Rajiv Gandhi killers' death commuted
India’s Supreme Court today commuted the death sentences of three men convicted of killing former Prime Minister Rajiv Gandhi to life term imprisonment.
Rejecting the government's view that an 11-year delay in deciding their mercy petition was not agony for the convicts, the court ruled that the three -- Santhan, Murugan and Perarivalan -- can also be released if the southern Indian state Tamil Nadu government grants them remission.
A bench of the apex court, headed by the Chief Justice of India, P Sathasivam, did not accept the government's view that the convicts did not deserve mercy, reports our New Delhi correspondent.
The Indian Attorney General Goolam E Vahanvati had said there was "not a word of remorse" in the convicts' petition for mercy.
At the previous hearing Vahanvati had said, "they (the convicts) are leading a disciplined life, entertaining and educating inmates, so there is no agony, torture or dehumanising effect due to delay."
Today's verdict follows the Supreme Court's January 21 order commuting the death sentences of 15 convicts, announcing that "inordinate and inexplicable" delays in carrying out executions were grounds for reducing their original punishment.

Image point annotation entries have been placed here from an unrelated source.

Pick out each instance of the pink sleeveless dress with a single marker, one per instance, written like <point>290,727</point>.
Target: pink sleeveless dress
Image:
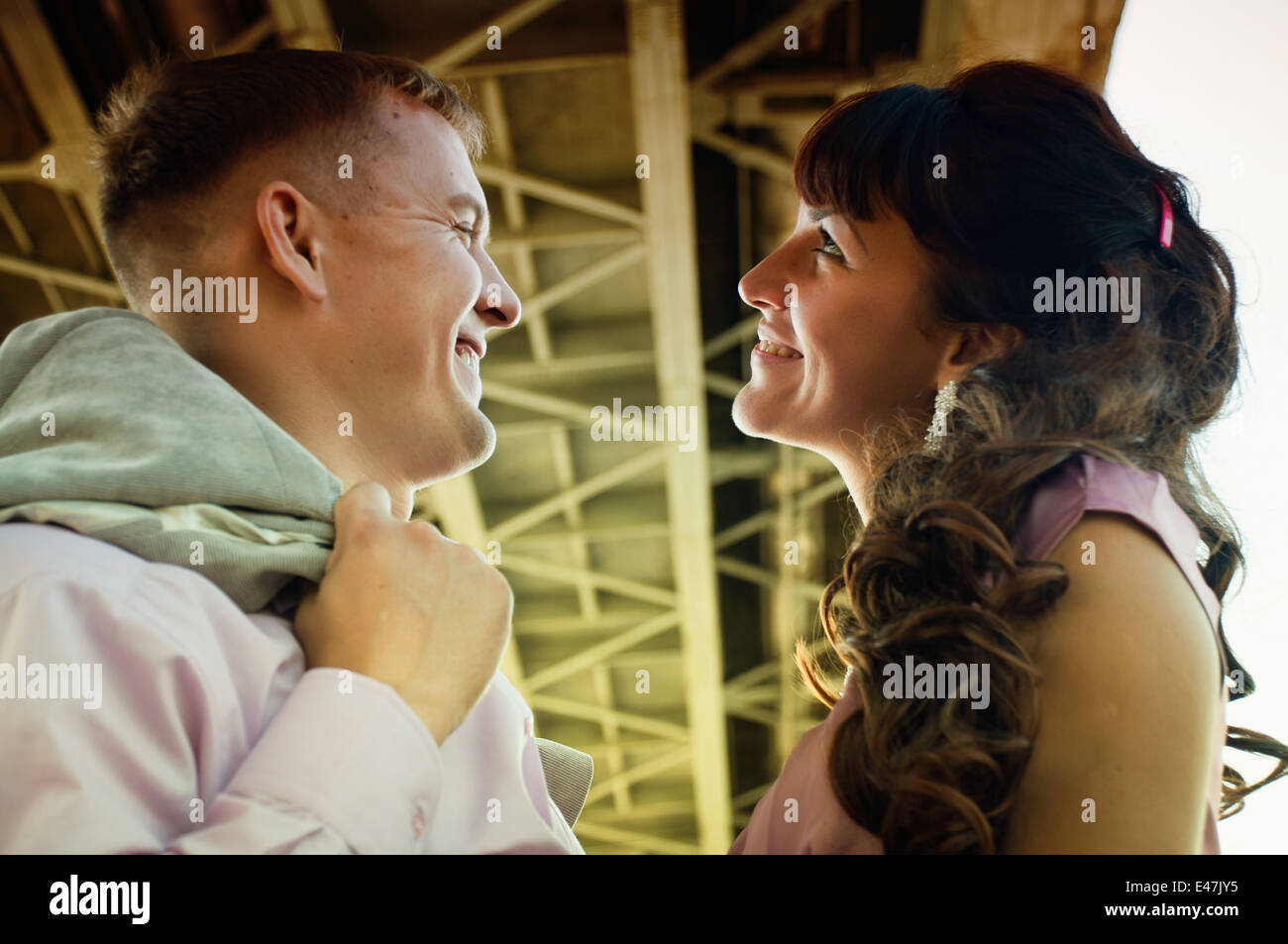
<point>1083,483</point>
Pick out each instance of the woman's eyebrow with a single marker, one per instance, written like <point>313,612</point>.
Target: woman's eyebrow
<point>820,213</point>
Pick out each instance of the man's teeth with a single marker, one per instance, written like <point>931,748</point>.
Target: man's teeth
<point>468,356</point>
<point>769,348</point>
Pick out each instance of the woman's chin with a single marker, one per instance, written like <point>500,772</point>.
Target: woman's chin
<point>752,419</point>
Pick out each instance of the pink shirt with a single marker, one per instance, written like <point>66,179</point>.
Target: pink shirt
<point>1085,483</point>
<point>211,737</point>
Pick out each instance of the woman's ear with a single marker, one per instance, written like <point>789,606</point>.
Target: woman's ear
<point>290,227</point>
<point>975,344</point>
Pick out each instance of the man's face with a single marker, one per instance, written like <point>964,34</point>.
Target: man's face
<point>411,294</point>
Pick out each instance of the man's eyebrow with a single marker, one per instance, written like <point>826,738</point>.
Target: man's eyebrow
<point>468,201</point>
<point>820,213</point>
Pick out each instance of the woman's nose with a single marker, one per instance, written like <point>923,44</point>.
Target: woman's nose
<point>764,286</point>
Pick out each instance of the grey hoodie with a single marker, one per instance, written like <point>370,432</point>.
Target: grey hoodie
<point>108,428</point>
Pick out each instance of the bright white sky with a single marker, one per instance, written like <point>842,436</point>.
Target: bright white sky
<point>1201,88</point>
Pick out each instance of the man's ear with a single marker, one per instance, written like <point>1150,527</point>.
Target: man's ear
<point>975,344</point>
<point>290,226</point>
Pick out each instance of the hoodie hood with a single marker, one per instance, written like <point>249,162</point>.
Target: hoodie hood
<point>110,428</point>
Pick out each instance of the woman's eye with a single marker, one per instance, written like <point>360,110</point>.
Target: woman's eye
<point>829,246</point>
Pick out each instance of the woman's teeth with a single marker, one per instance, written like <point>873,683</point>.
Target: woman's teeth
<point>468,356</point>
<point>769,348</point>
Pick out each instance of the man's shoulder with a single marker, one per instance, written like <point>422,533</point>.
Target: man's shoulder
<point>29,549</point>
<point>56,558</point>
<point>55,579</point>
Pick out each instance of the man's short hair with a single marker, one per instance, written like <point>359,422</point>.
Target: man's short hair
<point>174,129</point>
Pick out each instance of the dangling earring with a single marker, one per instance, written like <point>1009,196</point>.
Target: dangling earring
<point>944,402</point>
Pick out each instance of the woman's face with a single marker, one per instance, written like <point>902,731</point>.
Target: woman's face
<point>848,299</point>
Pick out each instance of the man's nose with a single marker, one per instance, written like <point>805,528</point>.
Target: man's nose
<point>497,304</point>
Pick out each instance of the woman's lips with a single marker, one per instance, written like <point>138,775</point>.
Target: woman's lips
<point>778,352</point>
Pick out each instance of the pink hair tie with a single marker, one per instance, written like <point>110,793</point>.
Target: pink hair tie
<point>1164,231</point>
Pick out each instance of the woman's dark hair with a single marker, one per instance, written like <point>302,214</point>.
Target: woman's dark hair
<point>1006,174</point>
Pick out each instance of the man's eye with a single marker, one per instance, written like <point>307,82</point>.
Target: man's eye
<point>829,246</point>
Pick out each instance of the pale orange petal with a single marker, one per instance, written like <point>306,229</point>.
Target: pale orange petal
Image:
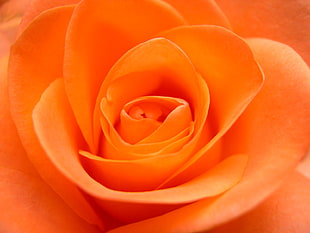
<point>286,210</point>
<point>200,12</point>
<point>36,7</point>
<point>35,61</point>
<point>285,21</point>
<point>30,205</point>
<point>99,34</point>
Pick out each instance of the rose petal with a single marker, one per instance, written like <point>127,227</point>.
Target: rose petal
<point>200,12</point>
<point>227,64</point>
<point>304,165</point>
<point>36,60</point>
<point>285,21</point>
<point>281,110</point>
<point>12,153</point>
<point>54,124</point>
<point>286,210</point>
<point>156,67</point>
<point>30,205</point>
<point>100,32</point>
<point>36,7</point>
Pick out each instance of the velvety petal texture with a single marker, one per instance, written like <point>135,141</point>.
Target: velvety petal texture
<point>30,61</point>
<point>155,116</point>
<point>285,21</point>
<point>286,210</point>
<point>28,201</point>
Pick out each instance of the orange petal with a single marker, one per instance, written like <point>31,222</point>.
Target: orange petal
<point>36,7</point>
<point>285,21</point>
<point>200,12</point>
<point>146,119</point>
<point>281,110</point>
<point>36,60</point>
<point>286,210</point>
<point>30,205</point>
<point>233,76</point>
<point>304,165</point>
<point>12,153</point>
<point>99,34</point>
<point>57,132</point>
<point>156,67</point>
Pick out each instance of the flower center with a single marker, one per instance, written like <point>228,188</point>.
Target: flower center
<point>153,118</point>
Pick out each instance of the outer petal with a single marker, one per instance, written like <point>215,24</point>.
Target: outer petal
<point>36,7</point>
<point>304,166</point>
<point>36,60</point>
<point>287,210</point>
<point>200,12</point>
<point>285,21</point>
<point>27,203</point>
<point>274,130</point>
<point>12,154</point>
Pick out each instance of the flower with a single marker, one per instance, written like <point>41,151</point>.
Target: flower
<point>153,116</point>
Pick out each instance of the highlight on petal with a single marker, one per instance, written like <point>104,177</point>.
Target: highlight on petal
<point>60,143</point>
<point>101,32</point>
<point>284,21</point>
<point>154,68</point>
<point>36,7</point>
<point>233,76</point>
<point>12,153</point>
<point>200,12</point>
<point>271,159</point>
<point>36,59</point>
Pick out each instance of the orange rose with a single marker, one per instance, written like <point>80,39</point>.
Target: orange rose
<point>155,116</point>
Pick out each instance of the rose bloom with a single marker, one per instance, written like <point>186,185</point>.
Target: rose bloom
<point>155,116</point>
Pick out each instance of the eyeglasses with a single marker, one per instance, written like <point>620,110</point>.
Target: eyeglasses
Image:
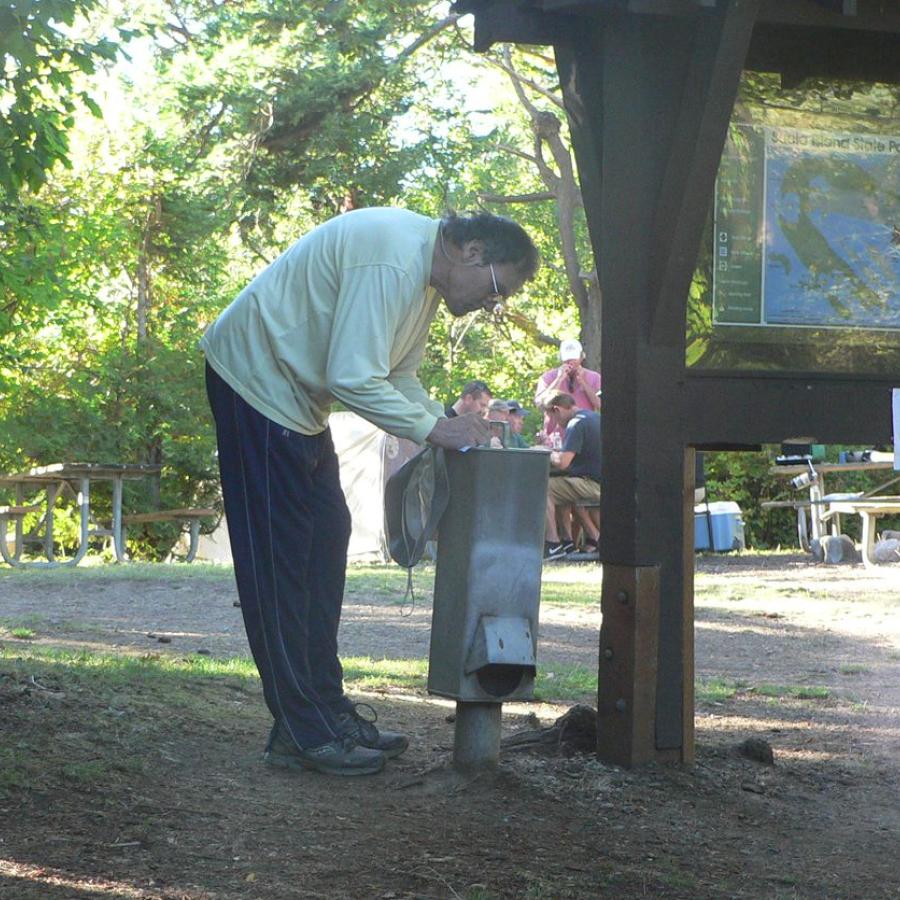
<point>494,301</point>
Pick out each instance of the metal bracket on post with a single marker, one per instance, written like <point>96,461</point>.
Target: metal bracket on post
<point>629,644</point>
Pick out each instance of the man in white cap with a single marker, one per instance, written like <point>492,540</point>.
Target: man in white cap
<point>571,378</point>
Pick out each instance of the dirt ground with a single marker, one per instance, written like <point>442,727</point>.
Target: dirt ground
<point>206,819</point>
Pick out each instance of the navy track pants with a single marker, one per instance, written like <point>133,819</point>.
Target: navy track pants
<point>289,528</point>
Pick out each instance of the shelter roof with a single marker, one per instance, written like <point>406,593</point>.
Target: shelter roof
<point>842,39</point>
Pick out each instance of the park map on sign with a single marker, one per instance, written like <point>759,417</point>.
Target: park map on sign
<point>808,230</point>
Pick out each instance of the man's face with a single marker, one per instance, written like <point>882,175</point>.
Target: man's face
<point>476,403</point>
<point>474,285</point>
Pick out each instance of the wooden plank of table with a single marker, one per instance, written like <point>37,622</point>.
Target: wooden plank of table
<point>835,468</point>
<point>164,515</point>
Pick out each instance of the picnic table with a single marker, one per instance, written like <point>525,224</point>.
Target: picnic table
<point>54,479</point>
<point>824,509</point>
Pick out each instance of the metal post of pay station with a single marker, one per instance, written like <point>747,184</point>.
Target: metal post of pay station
<point>487,592</point>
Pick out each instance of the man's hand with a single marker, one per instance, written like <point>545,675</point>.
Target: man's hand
<point>468,430</point>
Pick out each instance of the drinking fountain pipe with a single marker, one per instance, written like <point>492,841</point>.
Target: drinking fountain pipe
<point>487,592</point>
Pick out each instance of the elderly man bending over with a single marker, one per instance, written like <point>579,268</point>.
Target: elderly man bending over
<point>575,473</point>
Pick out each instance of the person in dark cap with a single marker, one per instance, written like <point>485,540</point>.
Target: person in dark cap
<point>516,421</point>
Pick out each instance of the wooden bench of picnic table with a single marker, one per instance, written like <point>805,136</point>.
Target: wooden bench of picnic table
<point>190,515</point>
<point>869,509</point>
<point>14,514</point>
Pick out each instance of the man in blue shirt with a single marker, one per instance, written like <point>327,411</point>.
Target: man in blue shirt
<point>575,473</point>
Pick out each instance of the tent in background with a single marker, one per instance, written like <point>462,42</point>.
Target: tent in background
<point>368,457</point>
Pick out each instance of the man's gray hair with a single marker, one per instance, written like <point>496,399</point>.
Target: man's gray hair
<point>505,241</point>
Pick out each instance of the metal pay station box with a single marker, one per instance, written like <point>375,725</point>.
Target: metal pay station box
<point>488,576</point>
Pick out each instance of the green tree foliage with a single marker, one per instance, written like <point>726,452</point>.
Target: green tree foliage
<point>38,85</point>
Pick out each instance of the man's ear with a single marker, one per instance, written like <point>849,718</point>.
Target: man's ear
<point>472,252</point>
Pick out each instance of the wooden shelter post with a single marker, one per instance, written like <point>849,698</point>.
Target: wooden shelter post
<point>653,107</point>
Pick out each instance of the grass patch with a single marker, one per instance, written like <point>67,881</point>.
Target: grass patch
<point>853,669</point>
<point>561,682</point>
<point>716,690</point>
<point>85,721</point>
<point>799,692</point>
<point>22,633</point>
<point>94,568</point>
<point>366,674</point>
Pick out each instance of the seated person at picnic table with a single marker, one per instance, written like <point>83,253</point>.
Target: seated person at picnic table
<point>582,384</point>
<point>516,421</point>
<point>474,398</point>
<point>575,474</point>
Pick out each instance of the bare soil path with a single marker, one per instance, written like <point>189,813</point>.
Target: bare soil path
<point>807,657</point>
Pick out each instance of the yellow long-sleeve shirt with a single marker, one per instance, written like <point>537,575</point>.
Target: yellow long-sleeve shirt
<point>342,314</point>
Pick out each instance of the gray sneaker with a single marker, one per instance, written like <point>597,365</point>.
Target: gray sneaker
<point>361,729</point>
<point>338,757</point>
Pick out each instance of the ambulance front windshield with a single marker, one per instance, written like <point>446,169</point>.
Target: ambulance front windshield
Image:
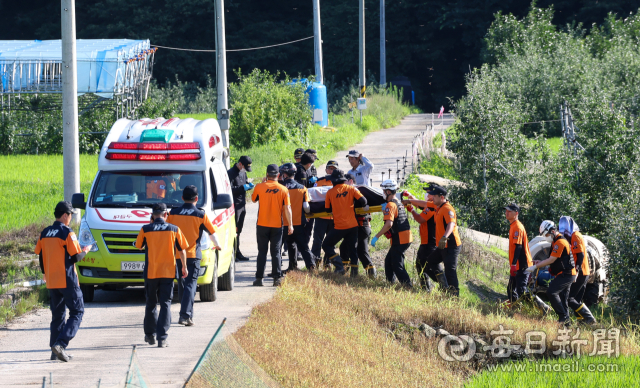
<point>145,188</point>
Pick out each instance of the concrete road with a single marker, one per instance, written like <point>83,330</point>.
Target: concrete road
<point>113,323</point>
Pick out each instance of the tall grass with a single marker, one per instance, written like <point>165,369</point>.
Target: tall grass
<point>330,331</point>
<point>586,372</point>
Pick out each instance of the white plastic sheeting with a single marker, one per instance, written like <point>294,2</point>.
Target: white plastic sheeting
<point>105,66</point>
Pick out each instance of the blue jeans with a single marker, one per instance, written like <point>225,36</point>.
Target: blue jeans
<point>187,286</point>
<point>158,291</point>
<point>63,330</point>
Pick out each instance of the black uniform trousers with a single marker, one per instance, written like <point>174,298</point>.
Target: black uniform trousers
<point>448,257</point>
<point>517,285</point>
<point>364,237</point>
<point>187,286</point>
<point>320,230</point>
<point>558,293</point>
<point>349,239</point>
<point>422,266</point>
<point>576,293</point>
<point>63,330</point>
<point>269,240</point>
<point>239,214</point>
<point>158,291</point>
<point>394,264</point>
<point>298,242</point>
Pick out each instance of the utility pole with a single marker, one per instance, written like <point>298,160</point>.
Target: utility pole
<point>70,146</point>
<point>383,46</point>
<point>362,75</point>
<point>221,79</point>
<point>317,32</point>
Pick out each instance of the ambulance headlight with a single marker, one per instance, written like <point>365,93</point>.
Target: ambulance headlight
<point>205,241</point>
<point>85,237</point>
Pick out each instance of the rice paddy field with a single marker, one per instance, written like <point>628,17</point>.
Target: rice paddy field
<point>31,185</point>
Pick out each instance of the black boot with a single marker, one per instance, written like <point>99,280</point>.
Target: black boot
<point>239,255</point>
<point>371,271</point>
<point>584,315</point>
<point>442,281</point>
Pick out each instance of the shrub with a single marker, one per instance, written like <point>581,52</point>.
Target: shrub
<point>503,156</point>
<point>265,109</point>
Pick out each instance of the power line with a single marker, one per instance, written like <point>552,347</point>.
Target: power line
<point>247,49</point>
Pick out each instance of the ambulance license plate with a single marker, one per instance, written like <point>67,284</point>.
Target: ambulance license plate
<point>132,266</point>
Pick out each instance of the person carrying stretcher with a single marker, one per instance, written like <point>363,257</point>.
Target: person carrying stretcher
<point>340,201</point>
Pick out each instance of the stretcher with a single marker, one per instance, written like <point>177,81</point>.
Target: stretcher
<point>317,195</point>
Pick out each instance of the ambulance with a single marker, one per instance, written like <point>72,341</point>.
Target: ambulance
<point>143,162</point>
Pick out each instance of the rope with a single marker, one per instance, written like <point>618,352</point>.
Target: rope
<point>247,49</point>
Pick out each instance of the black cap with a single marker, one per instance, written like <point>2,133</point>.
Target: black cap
<point>272,169</point>
<point>190,193</point>
<point>246,162</point>
<point>437,190</point>
<point>312,152</point>
<point>513,207</point>
<point>159,208</point>
<point>307,158</point>
<point>288,168</point>
<point>65,207</point>
<point>337,176</point>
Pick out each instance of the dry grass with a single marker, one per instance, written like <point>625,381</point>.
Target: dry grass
<point>328,331</point>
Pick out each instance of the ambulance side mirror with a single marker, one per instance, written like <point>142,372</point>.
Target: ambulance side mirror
<point>224,201</point>
<point>77,201</point>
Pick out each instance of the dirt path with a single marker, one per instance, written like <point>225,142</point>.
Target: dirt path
<point>113,323</point>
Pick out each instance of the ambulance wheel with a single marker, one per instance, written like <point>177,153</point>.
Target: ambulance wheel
<point>88,293</point>
<point>209,292</point>
<point>226,280</point>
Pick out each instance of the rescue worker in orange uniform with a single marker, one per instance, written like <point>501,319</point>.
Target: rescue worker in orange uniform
<point>298,240</point>
<point>364,238</point>
<point>58,251</point>
<point>340,201</point>
<point>519,254</point>
<point>426,219</point>
<point>448,241</point>
<point>323,225</point>
<point>274,202</point>
<point>562,266</point>
<point>570,230</point>
<point>397,223</point>
<point>160,240</point>
<point>192,222</point>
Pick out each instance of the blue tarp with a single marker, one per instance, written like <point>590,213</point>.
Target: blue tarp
<point>101,63</point>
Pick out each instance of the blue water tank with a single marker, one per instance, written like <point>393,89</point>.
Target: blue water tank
<point>317,93</point>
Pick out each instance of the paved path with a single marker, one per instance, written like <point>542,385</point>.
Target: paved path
<point>113,323</point>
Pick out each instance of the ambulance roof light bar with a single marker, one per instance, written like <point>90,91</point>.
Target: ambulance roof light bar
<point>153,151</point>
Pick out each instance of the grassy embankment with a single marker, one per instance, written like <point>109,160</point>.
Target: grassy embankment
<point>329,331</point>
<point>333,331</point>
<point>35,182</point>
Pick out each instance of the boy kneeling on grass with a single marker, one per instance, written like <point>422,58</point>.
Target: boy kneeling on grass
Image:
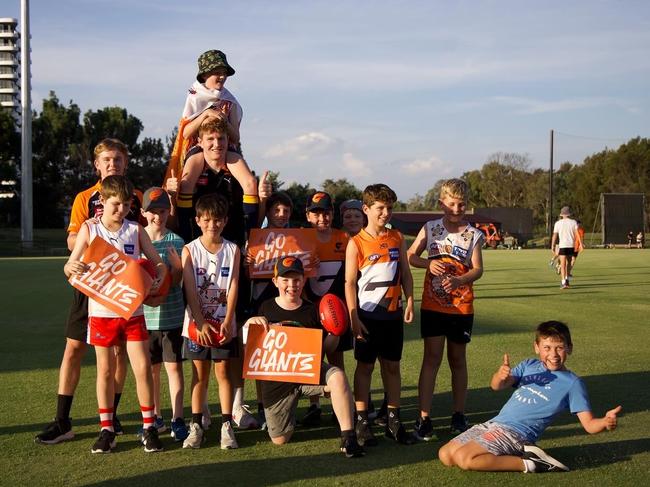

Santhan, Perarivalan and Murugan were convicted in 1998 for Rajiv Gandhi's assassination in May 1991.
Their mercy petition was sent to the president of India, the last stage in the process of appeals, in 2000 and was rejected 11 years later. Their hanging was stayed in 2011 on the orders of the Madras High Court.
Murugan's wife Nalini was also sentenced to death but it was commuted to life on the intervention of Rajiv Gandhi's widow and India’s ruling Congress party chief Sonia Gandhi.
Rajiv Gandhi was killed by a woman suicide bomber on May 21 at Sriperambudur, near Chennai, in Tamil Nadu.